En años recientes hemos podido comprobar las nefastas consecuencias derivadas de la corrupción, las conductas injustas, y la divulgación de las acciones corruptas gracias a los modernos medios de comunicación, han servido para que todos seamos más conscientes, primero, de la extensión y profundidad del fenómeno de la corrupción, en todas las economías, tanto en vías de desarrollo como avanzadas; segundo, de las consecuencias nefastas que se derivan de ella, para las personas, las empresas y los países, y tercero, de la importancia de erradicar los comportamientos corruptos, como medio para ganar en justicia, eficiencia, solidaridad, libertad y democracia.

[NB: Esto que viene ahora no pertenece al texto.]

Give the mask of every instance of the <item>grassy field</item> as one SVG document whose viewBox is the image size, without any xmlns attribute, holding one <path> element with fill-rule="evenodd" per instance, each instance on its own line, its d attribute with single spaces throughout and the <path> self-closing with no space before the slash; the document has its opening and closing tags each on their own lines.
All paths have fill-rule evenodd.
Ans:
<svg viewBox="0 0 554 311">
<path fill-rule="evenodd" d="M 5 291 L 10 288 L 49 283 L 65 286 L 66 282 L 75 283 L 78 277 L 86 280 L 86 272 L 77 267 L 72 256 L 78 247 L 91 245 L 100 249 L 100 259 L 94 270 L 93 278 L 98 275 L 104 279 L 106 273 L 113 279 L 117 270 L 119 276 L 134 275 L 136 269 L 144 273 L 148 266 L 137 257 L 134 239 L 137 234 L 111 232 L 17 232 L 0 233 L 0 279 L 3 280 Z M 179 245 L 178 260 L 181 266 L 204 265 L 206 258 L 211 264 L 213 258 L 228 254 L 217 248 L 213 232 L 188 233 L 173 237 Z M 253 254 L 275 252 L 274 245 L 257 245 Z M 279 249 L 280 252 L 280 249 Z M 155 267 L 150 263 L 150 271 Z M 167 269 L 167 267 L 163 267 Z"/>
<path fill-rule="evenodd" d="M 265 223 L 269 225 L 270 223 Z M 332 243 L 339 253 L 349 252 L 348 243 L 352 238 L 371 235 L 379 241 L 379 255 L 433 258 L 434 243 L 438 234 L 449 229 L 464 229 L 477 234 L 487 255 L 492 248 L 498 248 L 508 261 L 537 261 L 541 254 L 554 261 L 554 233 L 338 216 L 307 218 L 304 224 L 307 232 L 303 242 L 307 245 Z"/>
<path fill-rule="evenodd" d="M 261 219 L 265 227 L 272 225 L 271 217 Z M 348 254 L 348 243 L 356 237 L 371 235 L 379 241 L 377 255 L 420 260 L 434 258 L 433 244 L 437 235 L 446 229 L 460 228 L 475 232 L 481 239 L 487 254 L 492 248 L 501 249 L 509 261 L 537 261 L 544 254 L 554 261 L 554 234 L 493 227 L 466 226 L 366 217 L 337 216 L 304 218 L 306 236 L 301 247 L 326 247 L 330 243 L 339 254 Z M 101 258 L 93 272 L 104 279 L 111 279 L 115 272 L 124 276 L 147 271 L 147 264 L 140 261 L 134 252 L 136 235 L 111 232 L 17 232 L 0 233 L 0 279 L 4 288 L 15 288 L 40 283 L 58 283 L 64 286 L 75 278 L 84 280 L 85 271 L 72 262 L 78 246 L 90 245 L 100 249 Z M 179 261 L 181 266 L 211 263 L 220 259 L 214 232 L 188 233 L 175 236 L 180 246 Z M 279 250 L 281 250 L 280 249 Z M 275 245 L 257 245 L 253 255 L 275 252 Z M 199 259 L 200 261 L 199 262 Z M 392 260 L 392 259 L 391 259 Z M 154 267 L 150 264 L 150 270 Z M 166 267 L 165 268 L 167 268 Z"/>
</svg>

La corrupción suele ser el resultado de, al menos, tres factores: oportunidad, beneficio y riesgo. La oportunidad viene dada habitualmente por la concentración de poder de decisión en una persona u organismo, sin el control suficiente; el beneficio se deriva de los ingresos que puede obtener el corrupto, y el riesgo se refiere a la detección de la corrupción y a su castigo. La lucha contra la corrupción se orienta, pues, a la reducción de sus oportunidades y beneficios y al aumento de sus riesgos.
Entre las razones para que las empresas deseen combatir positiva y eficazmente la corrupción, tanto activa (ofrecer o pagar sobornos) como pasiva, están: cumplir las leyes, reducir los costes, conseguir un ambiente ético en la empresa, cumplir con sus deberes sociales, ganar una reputación como empresa honrada, etc.
Al analizar lo anterior nos damos cuenta que la corrupción esta presente en nuestra sociedad, por lo tanto para que una empresa pueda hacerle frente, y llevar a cabo esa defensa contra la corrupción, en nuestra opinión se pueden aplicar medidas preventivas como; Declaración de voluntad, definición de responsabilidades, establecimiento de criterios generales, bajar a detalles, mecanismos de denuncia, transparencia, restitución, supervisión y control, y formación. O medidas correctoras como por ejemplo elaborar una nueva estrategia contra ese fenómeno (y anunciándola, y poniéndola en práctica), revisando con detenimiento todas las situaciones anteriores en que se pudo haber producido una actuación corrupta, intensificando las medidas de información y formación a sus empleados.
En conclusión ninguna empresa esta libre de actos de corrupción (ya sea activa o pasiva), por lo tanto debe estar alerta para prevenirla o en caso de que esta se diera tratar de que la empresa aproveche esa ocasión para dar un nuevo impulso a su lucha contra la corrupción, haciendo de lo que, en principio, puede ser visto como una contrariedad o incluso un problema grave, una ventaja competitiva. Las sociedades de todo el mundo se han dado cuenta de los elevados costes económicos, sociales, políticos, humanos y éticos que se derivan de la corrupción, y hay que aprovechar esa conciencia para introducir nuevos criterios de moralidad en las empresas.